Questionnaire scoring
The comprehension questionnaire responses were coded following procedures adapted from the methods described in detail by Ecker et al. (2017).Footnote 7 In each testing location, two scorers applied the same systematic set of scoring criteria and consulted on ambiguous cases to code the five dependent variables described below for each condition. Scores for the two control NR scenarios presented to each participant were averaged yielding three scores on each dependent variable: NR, RNR, and RER.
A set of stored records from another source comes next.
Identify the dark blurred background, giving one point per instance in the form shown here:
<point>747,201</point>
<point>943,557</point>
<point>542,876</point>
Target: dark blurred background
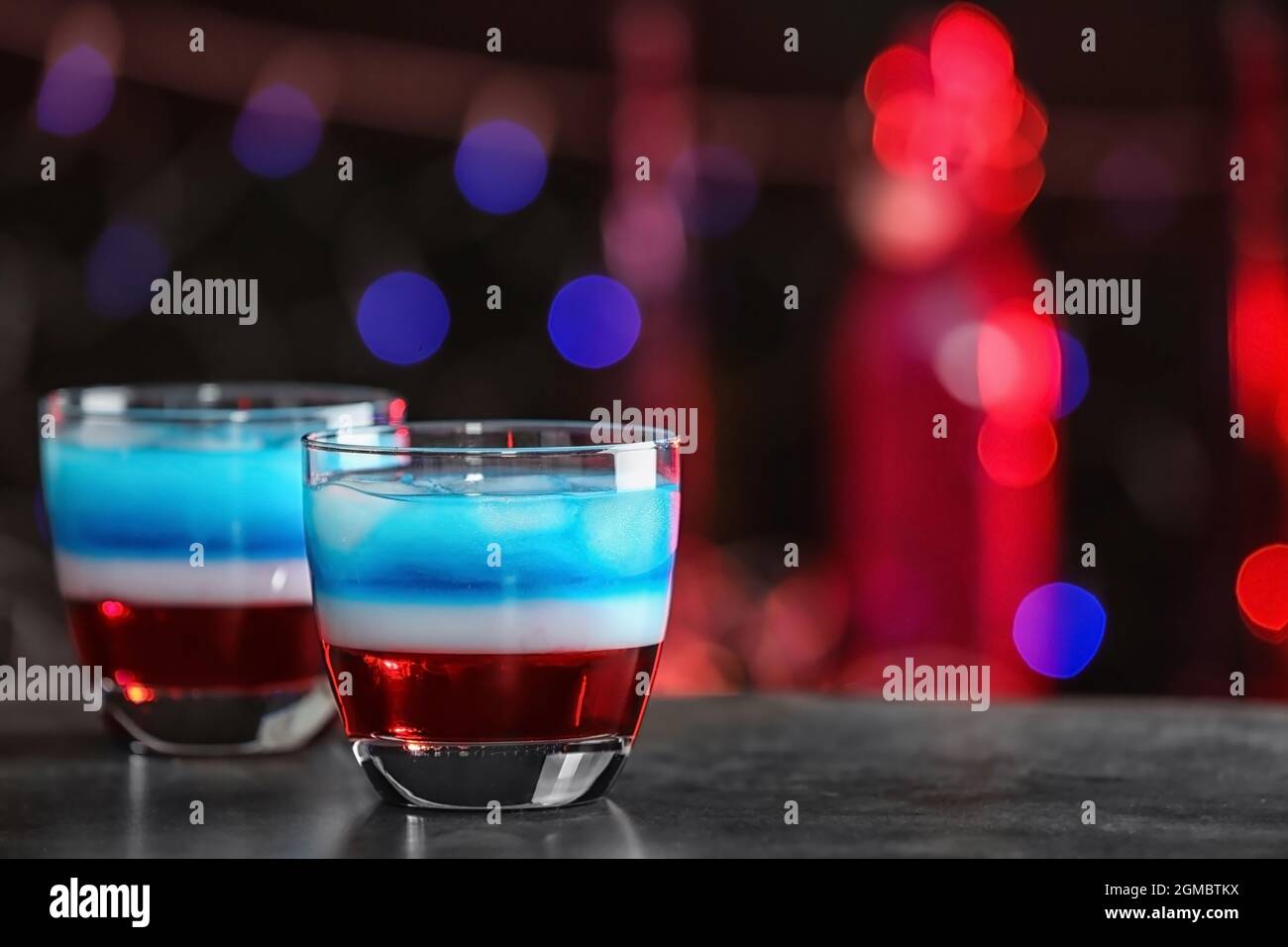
<point>768,169</point>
The general memory score was calculated for each scenario based on (i) the number of correct idea units (including themes and details from Ecker et al.’s, 2017, criteria; maximum of four) included in the participant’s open-ended response, and (ii) the number of correctly answered multiple-choice questions (maximum of three). These two components were summed and averaged to form a score ranging from 0 to 1, where 1 indicated perfect recall. The idea units coded for this score did not mention the critical cause or its alternative.
Memory for the critical information that distinguished the retraction conditions was assessed by three scores calculated using the procedures followed by Ecker et al. (2017). Separate scores of 0 or 1 were assigned according to whether the participant’s initial open-ended response referred to (i) the original critical cause from the first passage (e.g., the fire was caused by arson); (ii) the alternative cause presented in the second passage of the RNR and RER conditions (e.g., the fire was caused by lightning strike); and (iii) the retraction or change of causal information (e.g., it was initially thought the fire was caused by arson, but investigation revealed it was actually caused by lightning strike). The two latter scores were not calculated for NR passages because they did not include an alternative cause.
The inference score was calculated from the three rating-scale questions that assessed judgements related to the critical information. These ratings were summed and converted to a score ranging from 0 to 1 where a high score indexed a stronger influence of the original misinformation on inferences about the implications of the scenarios (e.g., a high rating to “How mistrustful would local residents be after the bushfire?”).
Main analyses
As summarized in Table 1, the Australian and Chinese samples were demographically similar and the random allocation to different reading formats resulted in groups that did not differ significantly on age, gender, and, for the Australian sample, reading proficiency (all ps < .05). Mean scores for both language groups on each dependent variable in each condition are presented in Table 2.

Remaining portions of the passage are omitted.